4th bullet point in iso 12.1 p5 doesn't make sense to me

§12.1/5 is perfectly valid: it's just saying that no default constructor can possibly be generated if all the members are const, because then there is no member that can be left uninitialised.

§9.1 says nothing about limiting constness. It is a passage about limitations on accessing the union member's values, which is totally irrelevant.

Only one member being "active" here means that only one can be written to and read from in arbitrary sequence. As soon as you write to another member, you may only read from that member.

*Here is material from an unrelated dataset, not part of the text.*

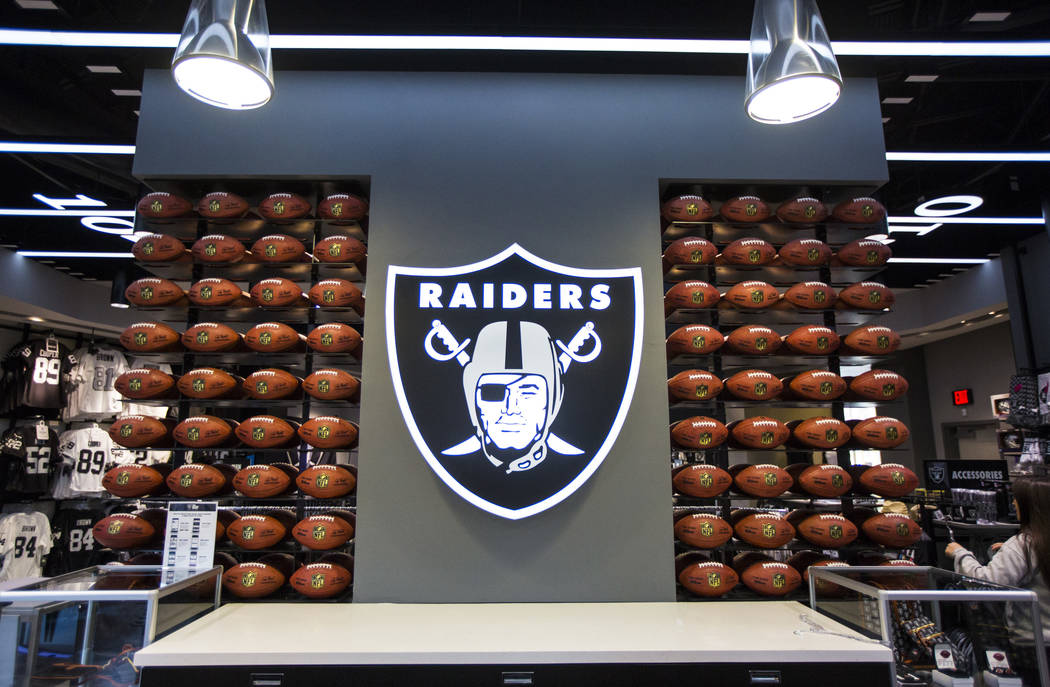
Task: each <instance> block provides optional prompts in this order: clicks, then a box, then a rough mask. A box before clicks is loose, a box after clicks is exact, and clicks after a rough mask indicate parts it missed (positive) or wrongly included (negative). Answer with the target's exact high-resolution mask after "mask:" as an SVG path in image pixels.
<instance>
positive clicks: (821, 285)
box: [784, 282, 838, 310]
mask: <svg viewBox="0 0 1050 687" xmlns="http://www.w3.org/2000/svg"><path fill="white" fill-rule="evenodd" d="M837 299H838V294H836V293H835V289H833V288H832V287H829V286H827V285H826V284H824V283H823V282H802V283H800V284H796V285H795V286H793V287H792V288H790V289H787V290H786V291H785V292H784V300H786V301H787V303H790V304H791V305H793V306H795V307H796V308H802V309H805V310H824V309H825V308H831V307H832V306H834V305H835V301H836V300H837Z"/></svg>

Here's an example, and a live demo showing that the example's union declaration is valid^†:

union T
{
    int x;
    const int y;
    const int z;
};

int main()
{
    T a{4};
    a.x = 5;
    a.y = 6;
    a.z = 7;
}

// $ g++-4.8 -std=c++11 -Wall -pedantic -pthread main.cpp && ./a.out
// main.cpp: In function 'int main()':
// main.cpp:14:9: error: assignment of read-only member 'T::y'
//      a.y = 6;
//          ^
// main.cpp:15:9: error: assignment of read-only member 'T::z'
//      a.z = 7;
//          ^

Live demo

^{† Since compilation succeeds right up to the attempted assignment of T::y.}

Edit: The code you've now pasted, and the error message you're complaining about, have nothing to do with the const.

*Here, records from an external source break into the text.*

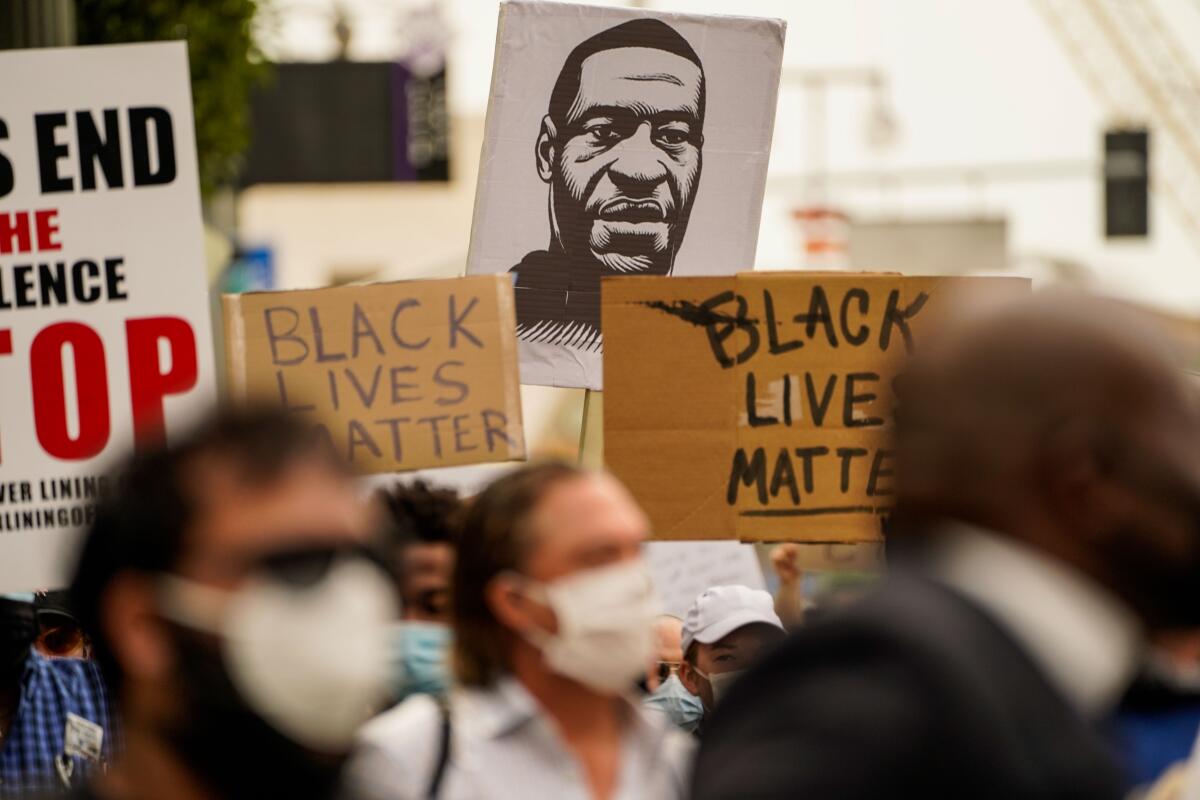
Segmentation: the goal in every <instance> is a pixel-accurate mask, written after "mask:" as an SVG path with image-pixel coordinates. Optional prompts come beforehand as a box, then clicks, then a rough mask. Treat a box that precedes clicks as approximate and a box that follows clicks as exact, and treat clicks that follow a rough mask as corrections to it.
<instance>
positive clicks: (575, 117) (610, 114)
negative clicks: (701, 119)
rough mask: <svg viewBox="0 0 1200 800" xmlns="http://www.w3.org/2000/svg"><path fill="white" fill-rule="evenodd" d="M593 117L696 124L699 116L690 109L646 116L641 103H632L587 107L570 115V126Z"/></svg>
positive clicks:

initializations for multiple members of ‘U’

That is your problem. It says so right there! It makes no sense to try to initialise both members of a union, since only one may be "active" at any given time:

[C++11: 12.6.2/8]: [..] An attempt to initialize more than one non-static data member of a union renders the program ill-formed. [..]

But this has nothing at all to do with constness.

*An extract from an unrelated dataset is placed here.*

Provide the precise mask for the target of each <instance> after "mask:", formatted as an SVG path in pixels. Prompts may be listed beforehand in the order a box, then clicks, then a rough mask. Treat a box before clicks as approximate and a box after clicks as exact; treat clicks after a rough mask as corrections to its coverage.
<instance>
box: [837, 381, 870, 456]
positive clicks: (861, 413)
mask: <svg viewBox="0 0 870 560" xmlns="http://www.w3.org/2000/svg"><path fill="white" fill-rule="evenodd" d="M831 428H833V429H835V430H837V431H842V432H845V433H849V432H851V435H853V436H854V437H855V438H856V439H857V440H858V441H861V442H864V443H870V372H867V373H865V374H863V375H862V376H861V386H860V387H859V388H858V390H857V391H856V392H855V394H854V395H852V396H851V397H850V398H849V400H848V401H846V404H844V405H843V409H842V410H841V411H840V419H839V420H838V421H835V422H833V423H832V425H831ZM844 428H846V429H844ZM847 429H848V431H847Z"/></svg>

§9.1 says/does nothing to prevent you from having multiple const members in a union.

Although it does a poor job of stating the limitation (at least IMO) all §9.1 really says is that at any given time, only one field of a union contains a meaningful value--specifically, the field that was initialized when the union was created or the field to which a value was assigned the most recently.

Now, it's certainly true that if all the members of the union are const, you won't be able to assign to any of them, so that latter provision becomes moot. That limits what you can do with such a union after it exists, but doesn't prevent you from creating such a union to start with.

The effect of 12.1/5b4 is that if all the members of the union are const, you can't just define an instance of that union without specifying an initializer, either by explicitly defining a ctor, or else by specifying an initializer when you create the instance:

union X { 
    const int a;
    const double b;
};

X x;   // won't compile

X x(2); // no problem -- x.a == 2

union Y { 
   const int a;
   const double b;

   Y() : b(0.0) {}
};

Y y;  // no problem: uses user defined ctor

The end result is that const gives roughly the same behavior applied to something inside a union as it does to things elsewhere--just for example, you can't define an object like:

const int x;

...either. You need to specify an initializer to create it:

const int x = 20;

The code you've added really is about §9.1 though, not about 12.1/5 at all. Since only one member of the union can be active at any given time, it only makes sense to initialize one member. Attempting to initialize two members would imply that both those members could hold values, but in fact only one can hold a value at any one time.

Edit: As to 12.1/5b4 applying only when all the members are const-qualified, I think that also makes sense. For example code like this:

union Z {
    int a;
    const double b;
};

Z z;

z.a = 1;

Seems perfectly acceptable. Admittedly, since it hasn't been initialized, you can never actually use Z.b in this case, but that's more or less beside the point--there's still no particularly good reason for the compiler to prevent default construction.